The last point will be my first; our First Nations people are currently fighting to receive a treaty, and recognised sovereignty over their native lands. This is an important point, because currently the Australian government does not ‘recognise’ First Nations’ claims to their heritage and natural homelands. Deeply rooted in racist and imperialist viewpoints, the current stance by the Australian legal system continues to leave our First Nations people at a systemic disadvantage from their health, livelihoods, and right to claim the use of their land.
Such claims include, but are not limited to, mining activity. Our First Nations people are deeply connected to nature in Australia, and beyond financial compensation for their past traumas and harsh treatment, mining without their consent destroys the natural ecosystem that their ancestors spent thousands of years preserving. With increasing awareness of these struggles, and the long-term impacts of global warming, the Australian public is beginning to rally behind our First Nations people and the proper care of our natural resources. One instance of this activity were the protests that occurred on October 7th.
The destruction that a large coal mine would bring to the Australian environment would be devastating. Current coal mines already are. Disrupting the water table that keeps our country hydrated, contributing to carbon emissions that warm our planet and kill our flora and fauna during the increasingly hot summers, increased bushfires and floods as a result of the changing global climate, bleaching our coral reefs, poisoning our river water, and leaking toxic chemicals into our soil and air. Simply having the mine would be catastrophic to the country it’s in; imagine how bad that a large one would have on the planet.
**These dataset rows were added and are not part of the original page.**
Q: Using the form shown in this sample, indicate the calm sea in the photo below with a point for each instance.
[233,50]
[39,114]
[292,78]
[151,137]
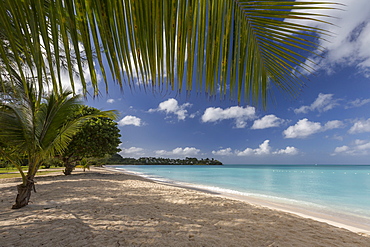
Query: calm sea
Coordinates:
[328,188]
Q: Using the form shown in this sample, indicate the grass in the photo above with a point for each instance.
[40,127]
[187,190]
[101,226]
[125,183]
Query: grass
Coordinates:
[9,172]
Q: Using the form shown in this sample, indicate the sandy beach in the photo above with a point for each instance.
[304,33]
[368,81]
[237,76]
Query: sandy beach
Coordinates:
[105,208]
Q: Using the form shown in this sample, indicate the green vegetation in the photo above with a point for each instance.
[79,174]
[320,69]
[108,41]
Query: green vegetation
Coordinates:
[35,127]
[16,175]
[239,47]
[96,138]
[163,161]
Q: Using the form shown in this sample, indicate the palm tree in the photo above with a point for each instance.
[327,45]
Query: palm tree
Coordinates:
[239,46]
[36,130]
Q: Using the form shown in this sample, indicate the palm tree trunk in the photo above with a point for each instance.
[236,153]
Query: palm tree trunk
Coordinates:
[24,193]
[69,168]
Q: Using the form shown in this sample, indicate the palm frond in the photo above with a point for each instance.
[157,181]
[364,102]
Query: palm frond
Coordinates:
[241,46]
Coal is one of the clearest contributors to carbon emissions that cause global warming. Ideally, if we want to avoid a catastrophic change to our planet. There are large-scale repercussions; the end to food security, increasing numbers of refugees escaping countries destroyed by flood, cyclone and fire, and increased strain on our health systems as we struggle to cope with more frequent instances of heat stroke.
And when it comes to health, a warming planet isn’t good for humanity.
Microbiologists have found that bacteria and viruses grow stronger the hotter the planet gets. The flu virus in 2017 is already among the worst we’ve faced, and I’m not optimistic that it’s about to get any easier. This means illnesses that are harder to treat, infections that won’t be fixed by antibiotics, and more people dying from the flu. Add these complications to extreme weather illnesses like exposure and heat stroke and you’ve got a killer combination. I could write a whole blog post about how bad it could get, but what we need to focus on is how to stop this from happening.
Steps 1 and 2 are essentially, reduce our carbon emissions, and stop global warming. This is not possible with new coal mines; it’s possible with renewable sources of energy. Eco-friendly lifestyles and homes. A change.
I am immensely proud of the thousands of Australians who have spoken up and challenged their politicians to do the right thing by the planet instead of allowing corruption and corporate greed to guide their decision.
Keep fighting, keep protesting, and maybe we can get our planet back on the right track.